While some party leaders have been urging GOP establishment figures to rally around Ted Cruz as the best way to derail Donald Trump, ex-House Speaker John Boehner’s characterization of the Texas senator as “Lucifer in the flesh” indicates the anti-Cruz faction is alive and well.
- No lawmaker did more before the 2013 government shutdown to knife Boehner’s fiscal strategies than Cruz, who stoked anger among the House GOP rank-and-file — discord that would help lead to Boehner’s departure from Capitol Hill two years later
- Now out of office and free to speak his mind — and with Cruz’s presidential bid potentially on the ropes –Boehner returned the favor
- Other members of Congress chimed in; Rep. Peter King of N.Y. who’s also been outspoken about his dislike for Cruz, said on CNN that he “gives Lucifer a bad name”
- Just 6 sitting senators have endorsed Cruz, despite the prominent push by one of them, Sen. Mike Lee of Utah, to expand that number
- Responding to Boehner’s disparaging comments, Cruz claimed he didn’t even know the former House speaker
- He also knocked Boehner as Trump’s “texting and golfing buddy,” part of his effort to tie the businessman to the Washington political establishment.
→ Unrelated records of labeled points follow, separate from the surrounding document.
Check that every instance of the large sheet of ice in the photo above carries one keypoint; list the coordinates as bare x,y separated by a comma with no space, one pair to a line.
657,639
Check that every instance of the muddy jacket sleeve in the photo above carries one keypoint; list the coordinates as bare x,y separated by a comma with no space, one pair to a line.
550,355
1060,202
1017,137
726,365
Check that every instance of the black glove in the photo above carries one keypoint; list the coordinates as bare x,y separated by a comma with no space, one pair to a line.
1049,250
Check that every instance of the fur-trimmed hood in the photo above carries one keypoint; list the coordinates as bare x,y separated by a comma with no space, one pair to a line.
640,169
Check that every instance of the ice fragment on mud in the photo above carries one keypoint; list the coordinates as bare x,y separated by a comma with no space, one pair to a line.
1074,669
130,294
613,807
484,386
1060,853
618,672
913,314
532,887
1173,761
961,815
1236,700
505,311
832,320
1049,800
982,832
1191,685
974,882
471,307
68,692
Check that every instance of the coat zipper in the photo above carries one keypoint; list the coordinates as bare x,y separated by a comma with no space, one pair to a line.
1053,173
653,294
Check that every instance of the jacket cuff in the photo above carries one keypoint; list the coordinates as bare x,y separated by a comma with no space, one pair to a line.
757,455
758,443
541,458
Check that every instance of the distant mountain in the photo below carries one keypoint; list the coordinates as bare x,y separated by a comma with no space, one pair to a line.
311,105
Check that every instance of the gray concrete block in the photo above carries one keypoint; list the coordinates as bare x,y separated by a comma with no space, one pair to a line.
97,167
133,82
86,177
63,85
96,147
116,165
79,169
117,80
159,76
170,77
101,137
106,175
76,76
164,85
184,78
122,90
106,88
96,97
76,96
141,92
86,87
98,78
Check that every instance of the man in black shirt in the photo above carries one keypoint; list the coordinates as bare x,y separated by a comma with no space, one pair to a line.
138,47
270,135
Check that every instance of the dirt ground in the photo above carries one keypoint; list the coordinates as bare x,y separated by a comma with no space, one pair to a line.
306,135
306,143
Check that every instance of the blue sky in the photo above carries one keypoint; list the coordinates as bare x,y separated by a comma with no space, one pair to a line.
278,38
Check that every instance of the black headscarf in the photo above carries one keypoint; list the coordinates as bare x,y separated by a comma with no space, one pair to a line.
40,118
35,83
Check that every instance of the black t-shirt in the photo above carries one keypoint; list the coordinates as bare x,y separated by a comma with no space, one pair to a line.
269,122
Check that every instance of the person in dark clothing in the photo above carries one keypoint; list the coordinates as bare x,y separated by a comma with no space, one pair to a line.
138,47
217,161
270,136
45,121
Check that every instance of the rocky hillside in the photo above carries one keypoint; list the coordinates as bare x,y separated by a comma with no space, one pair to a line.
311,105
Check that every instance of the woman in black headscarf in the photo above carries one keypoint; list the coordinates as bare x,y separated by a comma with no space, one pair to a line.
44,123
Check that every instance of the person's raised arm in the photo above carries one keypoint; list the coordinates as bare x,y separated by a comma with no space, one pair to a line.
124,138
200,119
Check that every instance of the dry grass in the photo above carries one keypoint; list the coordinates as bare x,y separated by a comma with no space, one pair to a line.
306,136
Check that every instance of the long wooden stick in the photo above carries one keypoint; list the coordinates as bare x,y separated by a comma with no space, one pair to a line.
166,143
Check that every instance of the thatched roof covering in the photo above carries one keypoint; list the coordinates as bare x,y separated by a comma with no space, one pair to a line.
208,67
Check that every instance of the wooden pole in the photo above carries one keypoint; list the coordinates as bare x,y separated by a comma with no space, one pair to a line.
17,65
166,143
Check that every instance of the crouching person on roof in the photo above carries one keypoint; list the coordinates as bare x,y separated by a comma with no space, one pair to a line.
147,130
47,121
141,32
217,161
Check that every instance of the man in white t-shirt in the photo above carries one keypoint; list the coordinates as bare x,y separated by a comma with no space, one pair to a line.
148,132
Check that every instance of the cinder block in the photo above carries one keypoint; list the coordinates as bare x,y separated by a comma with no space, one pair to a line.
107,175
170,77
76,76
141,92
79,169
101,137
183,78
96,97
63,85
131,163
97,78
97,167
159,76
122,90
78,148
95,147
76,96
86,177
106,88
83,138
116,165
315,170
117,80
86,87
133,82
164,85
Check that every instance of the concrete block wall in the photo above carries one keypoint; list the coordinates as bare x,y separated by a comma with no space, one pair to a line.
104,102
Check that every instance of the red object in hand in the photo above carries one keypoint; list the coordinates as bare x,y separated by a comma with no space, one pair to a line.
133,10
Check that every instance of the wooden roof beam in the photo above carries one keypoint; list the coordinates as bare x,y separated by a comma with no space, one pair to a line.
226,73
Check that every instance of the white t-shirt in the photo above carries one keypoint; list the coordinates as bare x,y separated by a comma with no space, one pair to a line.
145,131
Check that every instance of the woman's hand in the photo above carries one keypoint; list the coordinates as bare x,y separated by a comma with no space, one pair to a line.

Cruz said the much-publicized state-splitting agreement between him and John Kasich announced at the start of this week doesn’t really exist
- “There is no alliance,” he said in Fort Wayne, Ind., according to the New York Times
- Carly Fiorina, Cruz’s new VP pick, said on MSNBC that Trump would get “shellacked” by Hillary Clinton in Nov.’s election
Trump last night slammed the Fiorina gambit, saying in Indianapolis that Cruz is “the first candidate who is mathematically eliminated” from winning the presidential nomination through the primary process who “picked a vice presidential candidate”
Bernie Sanders remains “absolutely in it to win it,” his wife, Jane, told MSNBC of her husband’s Democratic presidential bid
- She said several upcoming primaries are open to independent voters, which increases her husband’s odds.
If reports of Trump’s success among uncommitted Pa. delegates prove accurate, he doesn’t necessarily need to win Indiana to reach 1,237 delegate level, the Upshot reports
- Winning Ind. on May 3 “would be very helpful,” but “there’s now a credible path to winning on the first ballot without it”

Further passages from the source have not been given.